Like it or not, nematodes are all around us, with over 25,000 species described so far that inhabit diverse ecosystems from thousands of feet deep in the Earth to mountain tops, and from deserts to rain forests. Many are visible only under a microscope; some are two inches long. A square yard of soil can be home to more than a million nematodes, and we humans can be host to about 35 species.
Do we want our plants to cozy up with them?
A number of nematodes infect plants, resulting in stunted growth and, often, swellings on roots or stems.
Their common names — root knot nematode, stubby root nematode, cyst nematode, lesion nematode — describe some of the symptoms. These plant pathogenic nematodes can do further ill by transmitting bacterial or viral diseases to plants.
I’m not particularly worried about nematodes in my garden. For one thing, they’re more prevalent in warmer climates. Also, good gardening practices, such as enriching the ground with compost, leafy mulches, and other organic materials, and crop rotation go a long way to thwarting such problems.
If I did have a nematode problem, or suspected one, I could reach into a quiver of “organic” solutions. Marigolds can suppress nematodes. Not just a plant here and there, though, but a solid planting of giant, African marigolds. Mustard has a similar effect, whether grown, like the marigolds, as a cover crop, or applied as a seed meal, which also happens to be a slow-release nitrogen fertilizer.
Chitosan, made from the shells of crustaceans and the active ingredient found in commercial products such as Serenade, reputedly bolsters plant defenses against nematodes and other pathogens. (My casual experimenting with Serenade against apple diseases found no benefit.)
In the same way that just about no one with an eye patch is a pirate, very few “nematodes” are bad guys. In the garden, so-called “predatory” nematodes are better than neutral; they are the “good guys,” preying on a wide range of garden pests.
Some of the most common beneficial nematodes are Steinernema carpocapsae, S. feltiae, and Heterorhabditisheliothidis bacteriophora. These three nematodes vary in their habits although they all attack a wide variety of garden pests. Steinernema carpocapsae is an “ambusher forager” that lies in wait near the soil surface for unwary pests to wander past. Heterorhabditisheliothidis bacteriophora is a “cruise forager” that moves around through various depths of soil, ready to pounce upon unsuspecting sedentary pests. The habitat and hunting behavior of S. feltiae nematodes is intermediate to the other two.
Beneficial nematodes can be purchased.
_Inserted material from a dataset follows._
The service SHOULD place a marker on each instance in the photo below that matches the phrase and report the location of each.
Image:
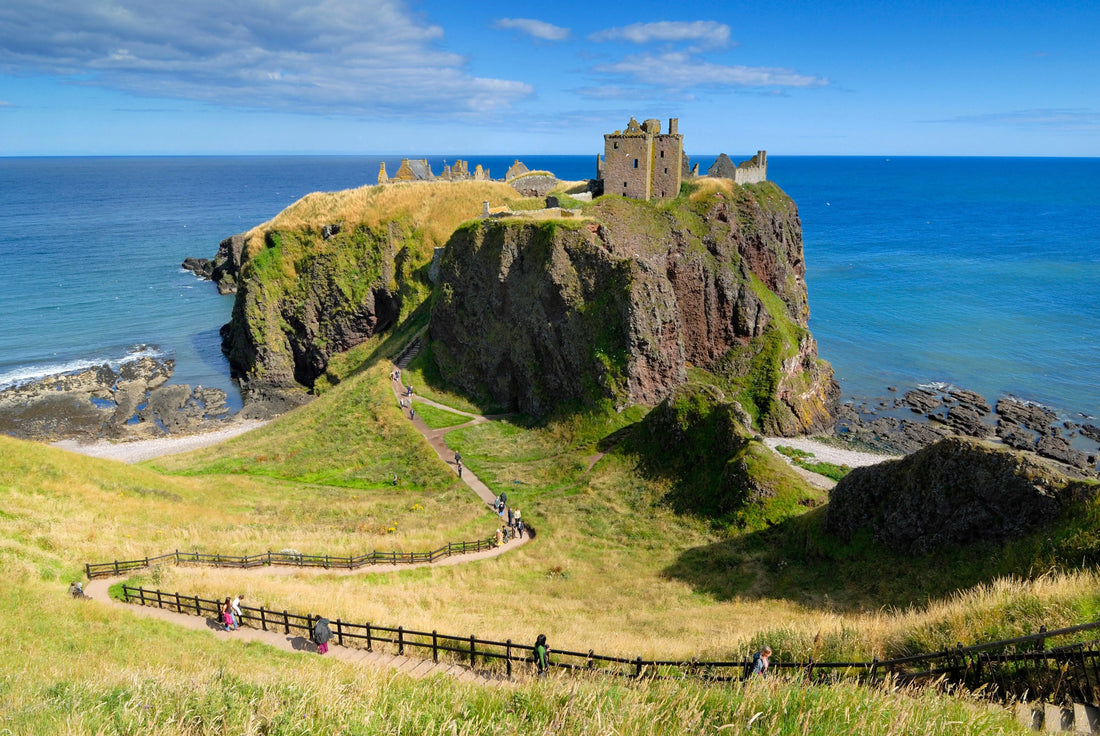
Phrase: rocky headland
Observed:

To be effective, they must be shipped at the right growth stage and applied without their drying out. Even then, annual applications are frequently needed.
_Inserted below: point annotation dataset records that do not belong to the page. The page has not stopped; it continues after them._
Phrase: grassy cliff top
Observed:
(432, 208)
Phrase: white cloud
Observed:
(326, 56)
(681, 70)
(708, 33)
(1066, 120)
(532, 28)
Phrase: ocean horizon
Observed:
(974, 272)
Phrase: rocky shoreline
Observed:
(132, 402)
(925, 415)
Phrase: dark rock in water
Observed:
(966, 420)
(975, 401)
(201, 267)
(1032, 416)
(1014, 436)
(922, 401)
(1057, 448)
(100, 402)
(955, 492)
Some strains of the beneficial nematodes can survive and multiply in the soil year after year. I imagine that my garden soil has plenty of “good” nematodes; perhaps more would be better. Some day I may extract some of the “good guy” nematodes from my soil, multiply them, and then re-apply them to my ground.
For now, I intend to get hold of a starter supply of native, perennial nematodes and multiply my holdings, a process which I think will have the added benefit of being fun and interesting. The three kinds of nematodes extracted from soils in central New York, are available for purchase from http://blogs.cornell.edu/ccefieldcropnews/2018/02/28/discount-available-on-biocontrol-nematodes-to-protect-alfalfa-corn-crops/.
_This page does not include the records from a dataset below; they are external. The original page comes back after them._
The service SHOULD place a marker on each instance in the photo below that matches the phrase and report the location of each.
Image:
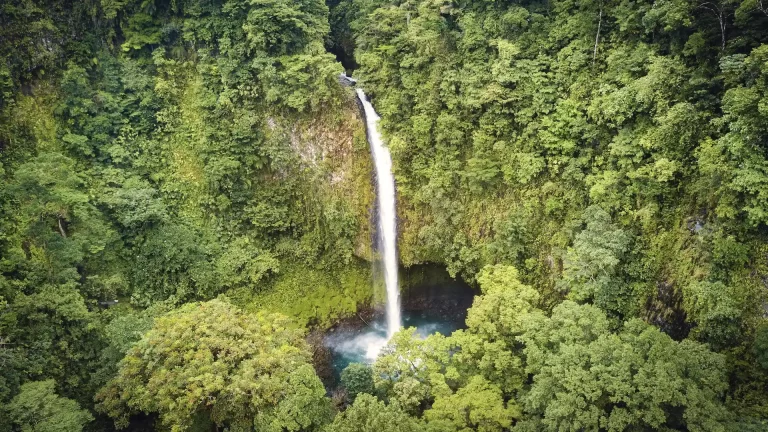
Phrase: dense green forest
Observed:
(186, 191)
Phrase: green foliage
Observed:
(357, 378)
(565, 371)
(37, 408)
(477, 406)
(588, 378)
(241, 371)
(369, 414)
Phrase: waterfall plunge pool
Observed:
(431, 301)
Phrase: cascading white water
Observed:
(387, 217)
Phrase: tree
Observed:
(477, 406)
(590, 268)
(588, 378)
(211, 359)
(357, 378)
(37, 408)
(369, 414)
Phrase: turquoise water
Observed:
(431, 308)
(360, 346)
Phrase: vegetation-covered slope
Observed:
(599, 168)
(164, 152)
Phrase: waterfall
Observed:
(387, 216)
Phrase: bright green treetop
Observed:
(241, 371)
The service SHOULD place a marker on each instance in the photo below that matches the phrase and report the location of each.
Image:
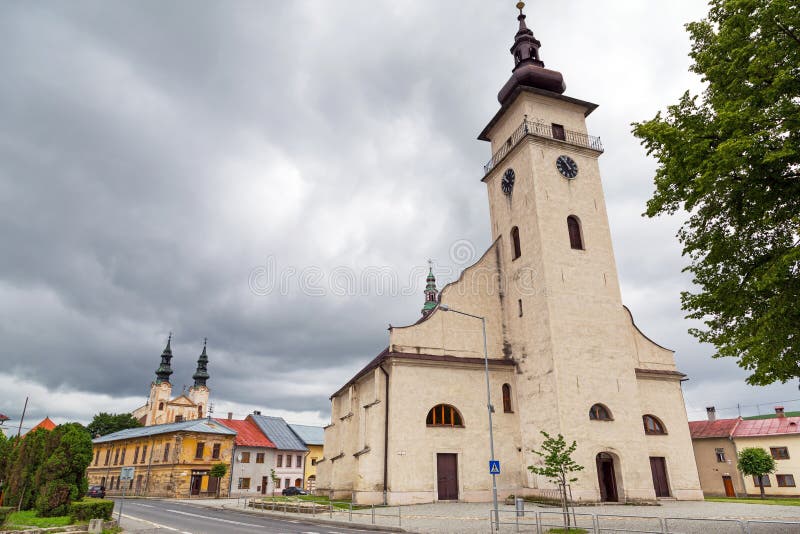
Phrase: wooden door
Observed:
(729, 491)
(607, 478)
(447, 477)
(658, 467)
With nematodes in hand, a nematode host is needed if I’m going to multiply them. Waxworms, sold for fishing bait, are a convenient host. The waxworms get incubated with the nematodes which, after a couple of weeks, are rinsed free of the waxworms with water.
The aqueous suspension of nematodes is then ready for application. To prevent their drying out, they’re best applied in early morning or evening along with plenty of water. If all goes as planned, they should establish and multiply to kill such pests as wireworms that bore into carrot and radish roots, plum curculio that attack apple, plum and peach fruits, and any cutworms that attack just about everything.
Come Visit My Farmden
Last minute notice: Come visit my farmden, in real life, on June 24th. As part of the Garden Conservancy Open Days program, I’ll be hosting visitors between 1 pm and 4:30 pm on that day. For more information about my farmden and other local sites, go to the https://www.gardenconservancy.org/open-days/open-days-schedule/ulster-county-ny-open-day-2.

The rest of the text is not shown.